C'est pourquoi, tout en étant une Parole personnelle, elle est
également une Parole qui construit la communauté, qui construit
l'Église. C'est pourquoi nous devons la lire en communion avec
l'Église vivante. Le lieu privilégié de la lecture et de l'écoute de
la Parole de Dieu est la liturgie, dans laquelle, en célébrant la
parole et en rendant présent dans le Sacrement le Corps du Christ,
nous réalisons la parole dans notre vie et la rendons présente parmi
nous. Nous ne devons jamais oublier que la Parole de Dieu transcende
les temps. Les opinions humaines vont et viennent. Ce qui est très
moderne aujourd'hui sera très vieux demain. La Parole de Dieu, au
contraire, est une Parole de vie éternelle, elle porte en elle
l'éternité, ce qui vaut pour toujours. En portant en nous la Parole
de Dieu, nous portons donc en nous l'éternel, la vie éternelle.
Et ainsi, je conclus
par une parole de saint Jérôme à saint Paulin de Nola, dans laquelle
le grand expert exprime précisément cette réalité, c'est-à-dire que
dans la Parole de Dieu, nous recevons l'éternité, la vie éternelle.

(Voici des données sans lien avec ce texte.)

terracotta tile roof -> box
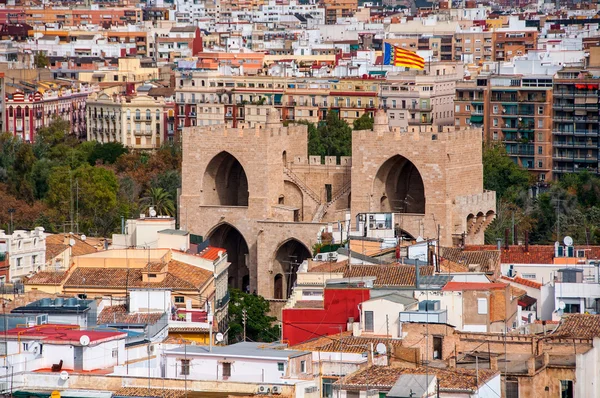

Saint Jérôme dit : « Cherchons à apprendre sur la terre les vérités
dont la consistance persistera également au ciel » (Ep. 53, 10).
*****
Nous poursuivons
aujourd'hui la présentation de la figure de saint Jérôme. Comme nous
l'avons dit mercredi dernier, il consacra sa vie à l'étude de la
Bible, au point d'être reconnu par l'un de mes prédécesseurs, le
pape Benoît XV, comme « docteur éminent dans l'interprétation des
Saintes Écritures ». Jérôme soulignait la joie et l'importance de se
familiariser avec les textes bibliques : « Ne te semble-t-il pas
habiter — déjà ici, sur terre — dans le royaume des cieux, lorsqu'on
vit parmi ces textes, lorsqu'on les médite, lorsqu'on ne connaît ni
ne recherche rien d'autre ? » (Ep 53, 10). En réalité, dialoguer
avec Dieu, avec sa Parole, est dans un certain sens une présence du
Ciel, c'est-à-dire une présence de Dieu. S'approcher des textes
bibliques, surtout du Nouveau Testament, est essentiel pour le
croyant, car « ignorer l'Écriture, c'est ignorer le Christ ». C'est
à lui qu'appartient cette phrase célèbre, également citée par le
Concile Vatican II dans la Constitution
Dei Verbum (n. 25)
Réellement « amoureux »
de la Parole de Dieu, il se demandait : « Comment pourrait-on vivre
sans la science des Écritures, à travers lesquelles on apprend à
connaître le Christ lui-même, qui est la vie des croyants » (Ep 30,
7). La Bible, instrument « avec lequel Dieu parle chaque jour aux
fidèles » (Ep 133, 13), devient ainsi un encouragement et la source
de la vie chrétienne pour toutes les situations et pour chaque
personne. Lire l'Écriture signifie converser avec Dieu : « Si tu
pries, — écrit-il à une noble jeune fille de Rome — tu parles avec
l'Époux ; si tu lis, c'est Lui qui te parle » (Ep 22, 25). L'étude
et la méditation de l'Écriture rendent l'homme sage et serein (cf.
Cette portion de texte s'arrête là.